Жу инстинктивно вытягивается от испуга.

– Встать! Суд идёт! – язвит брат, но тётка на них не смотрит – она прыгает к бабке.

– Лена? Лена, ты? – бормочет старуха дрожащим голосом, словно тётка явилась её спасать, словно Жу с братом били её и пытали.

– Я! Что такое, смотрю, это кто ж приехал? В «Берёзке» была как раз, говорю Маринке: ты смотри, кто-то незнакомый к нашей баушке на машине подкатил! Она-то: можот, собес? А я: чай, собес на такси не поедут, – гремит Ленка так, что стёкла в шкафу продолжают дребезжать, и тараторит с такой скоростью, что Жу за ней не успевает.

Зато старуха всё слышит, и на лице у неё детское выражение радости.

– На такси? – Она цокает языком и качает головой с удивлением, морщины расползаются в улыбку.

– Но, на Митьке Колтышеве. Ты же на Митьке Колтышеве приехала? – говорит Ленка и впервые смотрит на Жу прямо. И тут же как будто спотыкается, поправляется: – Приехал.

Жу пожимает плечами: водитель не представился.

– На ём, на ком же ошшо-то. – Ленке и не нужен ответ. – Шестёра у него цвета баклажан.

– Баклажан, – старуха опять качает головой со значением.

– Ну, дак.
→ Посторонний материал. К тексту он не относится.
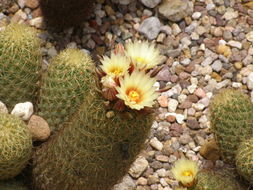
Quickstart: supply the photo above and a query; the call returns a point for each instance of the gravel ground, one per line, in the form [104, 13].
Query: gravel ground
[207, 46]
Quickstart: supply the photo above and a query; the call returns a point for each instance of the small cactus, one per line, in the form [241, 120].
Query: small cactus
[63, 87]
[231, 118]
[20, 64]
[15, 146]
[244, 160]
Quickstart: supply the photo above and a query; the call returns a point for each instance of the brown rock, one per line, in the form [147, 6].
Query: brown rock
[39, 128]
[210, 150]
[32, 3]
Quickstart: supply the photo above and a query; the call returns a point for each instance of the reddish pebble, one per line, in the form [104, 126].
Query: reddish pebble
[200, 93]
[163, 101]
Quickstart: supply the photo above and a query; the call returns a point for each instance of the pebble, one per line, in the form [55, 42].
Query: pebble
[150, 3]
[155, 143]
[175, 10]
[150, 27]
[138, 167]
[39, 128]
[23, 110]
[172, 105]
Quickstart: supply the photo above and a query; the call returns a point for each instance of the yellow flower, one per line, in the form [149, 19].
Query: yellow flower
[185, 171]
[136, 90]
[116, 66]
[143, 55]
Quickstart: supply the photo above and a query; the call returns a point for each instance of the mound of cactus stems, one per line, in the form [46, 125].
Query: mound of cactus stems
[20, 64]
[231, 116]
[15, 146]
[95, 149]
[244, 160]
[64, 86]
[13, 184]
[5, 4]
[215, 180]
[65, 13]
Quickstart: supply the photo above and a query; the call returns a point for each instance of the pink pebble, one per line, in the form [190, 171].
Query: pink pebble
[163, 101]
[200, 93]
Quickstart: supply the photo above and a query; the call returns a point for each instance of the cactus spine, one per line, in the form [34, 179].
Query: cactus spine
[231, 118]
[65, 13]
[92, 152]
[220, 180]
[63, 87]
[244, 160]
[20, 64]
[15, 146]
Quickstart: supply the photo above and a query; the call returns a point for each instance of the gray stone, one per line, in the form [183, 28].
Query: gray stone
[176, 10]
[150, 3]
[150, 27]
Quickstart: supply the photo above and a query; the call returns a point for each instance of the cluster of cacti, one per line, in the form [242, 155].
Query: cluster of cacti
[15, 146]
[13, 184]
[5, 4]
[97, 146]
[64, 86]
[244, 160]
[215, 180]
[65, 13]
[231, 115]
[20, 64]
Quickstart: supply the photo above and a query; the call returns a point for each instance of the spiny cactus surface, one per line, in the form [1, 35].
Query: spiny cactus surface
[20, 64]
[92, 152]
[65, 13]
[15, 146]
[219, 180]
[63, 87]
[12, 184]
[244, 160]
[231, 118]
Фиолетовый с продрисью! – говорит Ленка и гогочет над своей шуткой басом, а старуха хихикает мелко, как будто рассыпает горох. Жу переводит глаза с одной на другую, уже ничего не соображая, в голове шум.
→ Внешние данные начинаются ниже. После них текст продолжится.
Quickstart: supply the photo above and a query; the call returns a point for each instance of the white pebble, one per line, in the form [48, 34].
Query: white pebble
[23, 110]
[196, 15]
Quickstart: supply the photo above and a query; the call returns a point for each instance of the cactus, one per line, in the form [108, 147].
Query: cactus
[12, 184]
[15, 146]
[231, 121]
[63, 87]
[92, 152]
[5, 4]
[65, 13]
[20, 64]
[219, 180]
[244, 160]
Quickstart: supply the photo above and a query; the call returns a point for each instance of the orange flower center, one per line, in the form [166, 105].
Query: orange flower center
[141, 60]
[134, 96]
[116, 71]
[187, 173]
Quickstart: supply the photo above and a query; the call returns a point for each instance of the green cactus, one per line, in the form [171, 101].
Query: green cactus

– Ну, я говорю, значится, Маринке: ктой-то приехал? А она: не знай, дак, проверь. Ну, я и побежала.

– Баклажан… – продолжает бабка смаковать слово. – А что у Маринки-то?

– Колбасы брала, колбасы привезли к йим утром. Надо тебе?

– Да мне Марина небось припасёт. – Старуха жуёт губами и делает скорбное лицо. Как ребёнок, который боится, что ему не дадут вкусненького.

– Дак давай я схожу, пока она ошшо придёт до тебя! А я уж принесу мигом.

– Сходи, сходи. А Маринка тебе денег-то отдаст.